Alan Shatter, who knew he'd quit? Everyone actually!
Rarely will one tweet capture the spirit of a sub-culture, of an entire class, yet Cathal MacCoille, top man of Morning Ireland, managed it last week with his comment on the recent unrest in the Department of Justice.
Illustrating his tweet with the official picture of Frances Fitzgerald receiving her seal of office at Aras an Uachtarain, in the company of Chief Justice Susan Denham, Taoiseach Enda Kenny, Ceann Comhairle Sean Barrett, the new Minister for Children Charlie Flanagan, and, er, some other guy, MacCoille was moved to declare: "Irish politics: 10/10 for unpredictability. I wonder who predicted this? Nobody."
Now, Cathal spends a lot of his days in a radio studio, which may be situated in a basement area, away from the main thoroughfares of everyday life. Yet even within that world, with its restricted views of many things, this was quite a statement. With its mixture of elation and incredulity, it was like that famous reaction of Sir Alex Ferguson's when he was interviewed just after Manchester United had scored twice in the last few minutes to win the Champions League final – "Football! Bloody hell!" he ejaculated.

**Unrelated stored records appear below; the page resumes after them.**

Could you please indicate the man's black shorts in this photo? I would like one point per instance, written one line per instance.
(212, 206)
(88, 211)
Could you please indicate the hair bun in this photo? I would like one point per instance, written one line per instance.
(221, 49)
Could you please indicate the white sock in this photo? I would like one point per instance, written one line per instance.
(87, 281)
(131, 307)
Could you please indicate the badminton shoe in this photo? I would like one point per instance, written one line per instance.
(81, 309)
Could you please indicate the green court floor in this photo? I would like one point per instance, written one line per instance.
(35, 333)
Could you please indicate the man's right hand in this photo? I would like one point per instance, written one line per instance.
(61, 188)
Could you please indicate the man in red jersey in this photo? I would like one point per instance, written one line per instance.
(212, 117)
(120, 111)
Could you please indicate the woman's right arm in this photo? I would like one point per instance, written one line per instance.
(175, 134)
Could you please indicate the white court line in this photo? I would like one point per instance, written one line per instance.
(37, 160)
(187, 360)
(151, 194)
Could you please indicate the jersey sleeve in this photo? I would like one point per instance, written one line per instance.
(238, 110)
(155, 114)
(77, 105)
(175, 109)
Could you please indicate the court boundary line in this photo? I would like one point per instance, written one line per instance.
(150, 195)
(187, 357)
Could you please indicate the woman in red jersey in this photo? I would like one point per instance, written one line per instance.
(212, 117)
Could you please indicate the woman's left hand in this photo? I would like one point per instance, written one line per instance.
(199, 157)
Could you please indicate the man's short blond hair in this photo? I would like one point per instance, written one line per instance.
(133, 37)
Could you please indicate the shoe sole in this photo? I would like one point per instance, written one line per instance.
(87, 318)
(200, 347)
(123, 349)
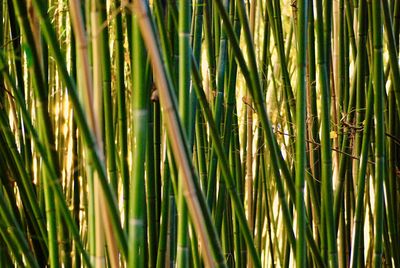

"Irish politics! Bloody hell!" is the essence of MacCoille's call. However, there are perhaps other ways of looking at it, other interpretations of that magical picture of the Taoiseach, the Chief Justice, the two new ministers, the Ceann Comhairle and the other guy.
That mark of "10/10 for unpredictability" is perhaps inflated, even given the tumescence of the scribes as they watch the Taoiseach "dropping a bombshell" in the Dail and other such unimaginably exciting things.
"Who predicted this?" Well in this paper, a long time ago, Willie Kealy and Jody Corcoran predicted an unhappy ending for Alan Shatter at Justice. Ivan Yates has been predicting it for months, which probably hasn't reached Cathal MacCoille as he's on the radio at the same time.
And in more recent times it might be more appropriate to ask: who didn't predict it?
Indeed, by chance I was travelling through the Alaskan wilderness last month, when I came across this little cabin in which I found a very old man who prided himself on his isolation from the outside world. When he heard I was from Ireland, the first thing he said was: "Ireland? Is that the place in which Alan Shatter will soon no longer be the Minister for Justice?"
So we are now looking at that award of 10 out of 10 for the unpredictability of Irish politics, and seeing a bit of inflation in there.
We'd be thinking more in terms of, say, two out of 10, though you then have to factor in the choice of Frances Fitzgerald as Shatter's replacement – would this be enough to justify pumping up that rating to a perfect 10?
Well in certain circumstances, the choice of a replacement might be truly remarkable – if you had, say, that "bearded lady" who represented Austria so brilliantly in the Eurovision, you would say with some justification: "I wonder who predicted this? Nobody."
But if you have a FG minister being replaced by another FG minister, you're not quite in that territory.
And yet as we try to understand the people of this strange sub-culture, we envy them too. How simple life must be, when such things make you happy.